Click through and read the whole thread for the full process and explanation, but Ernie went down the rabbit hole to determine whether Mr. Davis was a real person. What Ernie found:

  • Noah Davis' headshot looks similar to other generated headshots on ThisPersonDoesNotExist.com.
A bluesky posts that reads "You can sort of tell the type. The person is not looking directly at the camera. There’s a blank glaze. And the background behind them is fuzzy and nondescript.  Let’s look at Mr. Davis’ headshot. Does it match that description? Yes, yes it does."
A bluesky post from @ernie.tedium.co that reads, "This all raises the question: Is Web Designer Depot a splog? Answer: It’s iffy. But there are a couple of tells. First: If you look it up on the Internet Archive, you are blocked from seeing its archives.  (While I can’t say for sure, this is possibly a way to prevent people like me from digging.)"

Ernie confirmed my suspicion: Noah Davis was not, in fact, a real guy, and Web Designer Depot doesn't appear to be high quality website. Some of the writers on Web Designer Depot look real-ish and have histories, but despite the relatively nice design, at least some of the content and authors were AI generated.

(And the offer of $15 for 15 minutes of expert research is still open – this isn't an ad, but seriously! my problem was solved in minutes!

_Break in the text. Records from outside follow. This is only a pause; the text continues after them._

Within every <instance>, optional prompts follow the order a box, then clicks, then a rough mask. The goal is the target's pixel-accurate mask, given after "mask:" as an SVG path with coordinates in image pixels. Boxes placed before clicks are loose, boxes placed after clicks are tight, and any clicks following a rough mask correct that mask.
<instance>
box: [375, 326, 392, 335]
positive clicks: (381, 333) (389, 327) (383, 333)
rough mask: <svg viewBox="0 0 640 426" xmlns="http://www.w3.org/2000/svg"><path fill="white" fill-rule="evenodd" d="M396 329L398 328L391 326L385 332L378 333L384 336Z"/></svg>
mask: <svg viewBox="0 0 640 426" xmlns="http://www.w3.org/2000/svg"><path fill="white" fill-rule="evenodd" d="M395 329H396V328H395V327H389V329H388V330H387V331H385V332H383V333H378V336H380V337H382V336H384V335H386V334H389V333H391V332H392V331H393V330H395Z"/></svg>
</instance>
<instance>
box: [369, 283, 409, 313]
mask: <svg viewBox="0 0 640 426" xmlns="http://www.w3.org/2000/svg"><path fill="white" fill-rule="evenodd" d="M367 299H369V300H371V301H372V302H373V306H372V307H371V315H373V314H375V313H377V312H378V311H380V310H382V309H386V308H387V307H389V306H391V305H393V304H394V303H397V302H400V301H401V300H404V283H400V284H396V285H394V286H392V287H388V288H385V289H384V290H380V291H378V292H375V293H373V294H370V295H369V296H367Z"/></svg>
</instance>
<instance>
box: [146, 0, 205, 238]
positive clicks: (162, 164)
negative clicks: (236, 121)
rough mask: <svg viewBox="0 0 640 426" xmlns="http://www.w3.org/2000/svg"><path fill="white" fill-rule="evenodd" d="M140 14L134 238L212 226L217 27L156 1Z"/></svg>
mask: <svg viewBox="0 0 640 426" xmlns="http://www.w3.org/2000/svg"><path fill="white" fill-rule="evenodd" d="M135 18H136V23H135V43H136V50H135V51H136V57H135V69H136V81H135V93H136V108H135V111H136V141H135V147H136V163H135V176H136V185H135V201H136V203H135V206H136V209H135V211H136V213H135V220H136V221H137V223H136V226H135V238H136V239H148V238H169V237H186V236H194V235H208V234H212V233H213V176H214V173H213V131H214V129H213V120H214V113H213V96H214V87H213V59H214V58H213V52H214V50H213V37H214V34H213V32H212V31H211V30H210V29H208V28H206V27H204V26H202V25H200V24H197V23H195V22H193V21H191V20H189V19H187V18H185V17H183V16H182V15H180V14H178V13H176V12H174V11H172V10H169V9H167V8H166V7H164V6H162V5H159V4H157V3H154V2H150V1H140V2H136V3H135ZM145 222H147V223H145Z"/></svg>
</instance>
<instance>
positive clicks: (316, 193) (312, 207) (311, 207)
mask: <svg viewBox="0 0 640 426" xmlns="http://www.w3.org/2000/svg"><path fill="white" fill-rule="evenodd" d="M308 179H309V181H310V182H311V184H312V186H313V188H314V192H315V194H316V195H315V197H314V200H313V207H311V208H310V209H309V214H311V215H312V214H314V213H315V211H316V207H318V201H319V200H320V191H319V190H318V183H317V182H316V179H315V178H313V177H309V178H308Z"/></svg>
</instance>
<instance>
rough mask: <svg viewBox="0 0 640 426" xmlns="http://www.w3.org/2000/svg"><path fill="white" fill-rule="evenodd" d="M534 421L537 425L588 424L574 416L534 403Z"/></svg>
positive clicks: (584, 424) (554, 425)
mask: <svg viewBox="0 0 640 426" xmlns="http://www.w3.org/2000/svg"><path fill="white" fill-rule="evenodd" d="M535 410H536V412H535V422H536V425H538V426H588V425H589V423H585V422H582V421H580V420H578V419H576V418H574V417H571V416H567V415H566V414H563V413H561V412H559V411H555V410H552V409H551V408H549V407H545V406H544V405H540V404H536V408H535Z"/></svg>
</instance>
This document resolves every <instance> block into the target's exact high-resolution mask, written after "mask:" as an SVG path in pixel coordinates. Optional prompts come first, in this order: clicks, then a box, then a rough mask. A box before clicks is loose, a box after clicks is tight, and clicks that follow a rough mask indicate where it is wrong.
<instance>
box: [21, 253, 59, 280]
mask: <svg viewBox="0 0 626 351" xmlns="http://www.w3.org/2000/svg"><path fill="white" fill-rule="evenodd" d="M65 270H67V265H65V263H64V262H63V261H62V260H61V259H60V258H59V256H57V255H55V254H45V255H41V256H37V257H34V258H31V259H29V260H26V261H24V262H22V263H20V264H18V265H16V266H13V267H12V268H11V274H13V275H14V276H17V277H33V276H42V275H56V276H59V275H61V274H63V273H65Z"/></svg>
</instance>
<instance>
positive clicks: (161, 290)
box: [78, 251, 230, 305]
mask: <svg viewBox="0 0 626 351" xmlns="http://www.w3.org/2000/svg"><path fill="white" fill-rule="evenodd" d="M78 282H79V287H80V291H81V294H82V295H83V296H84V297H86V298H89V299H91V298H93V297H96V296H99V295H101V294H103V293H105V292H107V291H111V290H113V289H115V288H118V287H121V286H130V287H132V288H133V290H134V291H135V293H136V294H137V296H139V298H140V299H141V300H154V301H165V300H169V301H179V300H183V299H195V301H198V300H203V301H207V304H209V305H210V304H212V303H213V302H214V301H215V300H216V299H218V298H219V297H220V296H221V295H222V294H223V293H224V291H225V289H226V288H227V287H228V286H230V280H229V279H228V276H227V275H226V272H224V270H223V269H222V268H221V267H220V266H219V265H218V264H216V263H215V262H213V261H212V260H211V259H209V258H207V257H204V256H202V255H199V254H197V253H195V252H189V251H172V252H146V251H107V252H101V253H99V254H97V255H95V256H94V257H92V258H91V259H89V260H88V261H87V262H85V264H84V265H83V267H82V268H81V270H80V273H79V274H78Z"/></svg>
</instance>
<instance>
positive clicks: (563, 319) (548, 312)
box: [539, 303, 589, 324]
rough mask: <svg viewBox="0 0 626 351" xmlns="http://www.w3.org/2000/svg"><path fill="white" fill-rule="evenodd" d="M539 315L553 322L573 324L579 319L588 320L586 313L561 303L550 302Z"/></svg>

Thanks, Ernie.)

Spotting slop: All content, no trust signals

When I first read "Do Ugly Websites Sell Better? A Contrarian Look at Web Design and Conversion Rates," I believed it was real. It was a link directly sent to me from a trusted source — The Morning News, which is run on a shoestring budget, so I don't find fault with them.

The text of the article, on a first skim, threw up yellow flags but not red ones, and the argument was plausible if you don't look too closely at what the words mean. But a close read reveals a writing style and persona that does not match the precision of someone "working in the trenches of advanced web design."

My experience with well-trained UX folks, especially the ones who write, is that they value precision first and data second. I can't imagine an "advanced web designer" starting a closing section with something as mindless as "In conclusion" and ending the article with "What do you think?" No one closes an essay with "in conclusion" except students.

On the second close read I discovered something a true UXer would never say:

Think of it as a bait and switch (but in a good way). When a user lands on an unexpected, cluttered, or outdated design, their expectations drop. They aren’t expecting much from the site in terms of usability, but when the site actually works well, they’re pleasantly surprised—and that positive emotional reaction can lead to increased conversions.

Oh, right, it's the good kind of bait and switch! It's the kind of bait and switch that honesty-focused user experience strategists embrace. Heh, just kidding, the entire paragraph makes absolutely no sense. That's not how good-faith consumer psychology works.

Some other trust signals that were missing from this supposed expert publication: An editorial policy. A way to contact the author or the editor. A masthead. An ad sales rep's name. Anything that indicates a human has been there.

Do more attractive websites make me believe they're less likely to be AI-generated slop? Absolutely. A good-lookin' website is always going to turn my head, especially if it looks like it has an editorial point of view. Someone clearly "designed" that website, although it's probably just a free or low-cost Wordpress theme.

And if someone had taken the time to make sense out of that AI-generated argument, remove the unnecessary colloquialisms, and fake two or three studies, I probably would never have noticed. Because even the most eagle-eyed media-literate people are susceptible to scams and misinformation. It is very easy, at the moment, for fakers to slop up the web.